Figuring the question might already be rhetorical, I took a quick look around and quickly discovered that, yes, while fusion is still ages away from commercialization, none other than Paul Erlich moaned about it over thirty years ago when there were reports (that turned out to be untrue) to the effect that a lab had succeeded in "cold fusion" experiments.

None other than Paul Erlich -- whose error rate in predicting catastrophe is exceeded only by his misanthropy -- rushed in to rain on any parade that might happen on his watch.

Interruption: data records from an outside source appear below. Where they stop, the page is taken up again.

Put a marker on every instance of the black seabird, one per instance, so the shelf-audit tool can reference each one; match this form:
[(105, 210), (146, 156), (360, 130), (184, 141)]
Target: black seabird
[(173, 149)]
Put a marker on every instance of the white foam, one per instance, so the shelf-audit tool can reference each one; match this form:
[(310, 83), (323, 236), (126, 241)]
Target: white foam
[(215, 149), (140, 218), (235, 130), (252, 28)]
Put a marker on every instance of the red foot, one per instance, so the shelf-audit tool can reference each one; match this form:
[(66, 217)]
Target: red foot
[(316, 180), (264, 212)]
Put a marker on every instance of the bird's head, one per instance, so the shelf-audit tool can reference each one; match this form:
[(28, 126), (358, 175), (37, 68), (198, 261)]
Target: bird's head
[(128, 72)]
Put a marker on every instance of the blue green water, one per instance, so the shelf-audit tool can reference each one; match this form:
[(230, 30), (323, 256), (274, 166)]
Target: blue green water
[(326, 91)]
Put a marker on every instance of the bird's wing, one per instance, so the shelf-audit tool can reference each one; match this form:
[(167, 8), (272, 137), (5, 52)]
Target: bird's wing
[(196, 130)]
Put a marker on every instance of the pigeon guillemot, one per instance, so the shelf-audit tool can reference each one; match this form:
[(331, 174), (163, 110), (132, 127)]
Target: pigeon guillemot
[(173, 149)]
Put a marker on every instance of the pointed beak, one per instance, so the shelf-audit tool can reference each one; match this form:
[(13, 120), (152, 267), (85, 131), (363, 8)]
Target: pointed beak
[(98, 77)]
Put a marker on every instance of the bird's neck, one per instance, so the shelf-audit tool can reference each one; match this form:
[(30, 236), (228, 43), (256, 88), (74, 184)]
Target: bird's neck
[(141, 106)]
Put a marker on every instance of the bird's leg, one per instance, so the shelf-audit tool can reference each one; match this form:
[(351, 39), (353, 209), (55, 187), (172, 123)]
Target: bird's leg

Here he is in the Los Angeles Times, as quoted at Power Line:

 [E]ven if desktop fusion really works–a matter still very much up in the air–it is unclear that the power produced will be as cheap or clean as many have suggested it might be.

And even if it were
, given society’s dismal record in managing technology, the prospect of cheap, inexhaustible power from fusion is “like giving a machine gun to an idiot child,” Stanford biologist Paul Ehrlich says. [bold added]
Wow! This is Erlich, admitting in his own words, to a charge I have often pointed to, by Keith Lockitch of ARI:
It is only on the premise that the environmentalist movement is truly driven by a concern for human well-being that its vehement attacks on carbon-based fuels (without which human life as we know it in the developed world would be impossible), its cavalier lack of any alternative plan, and its active opposition to proposed alternatives (whether real ones like nuclear or hydro, or fantasized ones like solar), make no sense. [bold added]
The icing on the cake to this comes in the form of a prediction, again by Erlich, and again quoted at Power Line:
Fusion proponents, [Paul Ehrlich] notes, also estimate that commercial applications of their work are at least 20 years off. And it will be 30 years beyond then before fusion power has significant impact. In this sense, says Ehrlich, fusion is irrelevant because, he asserts, the world will have long since succumbed to over-population, famine, global warming and acid rain. [bold added]
These two quotes should have already ended Erlich's career as a scientist that journalists can turn to for an intelligent take on energy or environmental issues.

We may not get practical fusion for a long time, or ever, but this announcement can have other benefits, namely shedding more light on the man-hating nature of environmentalism.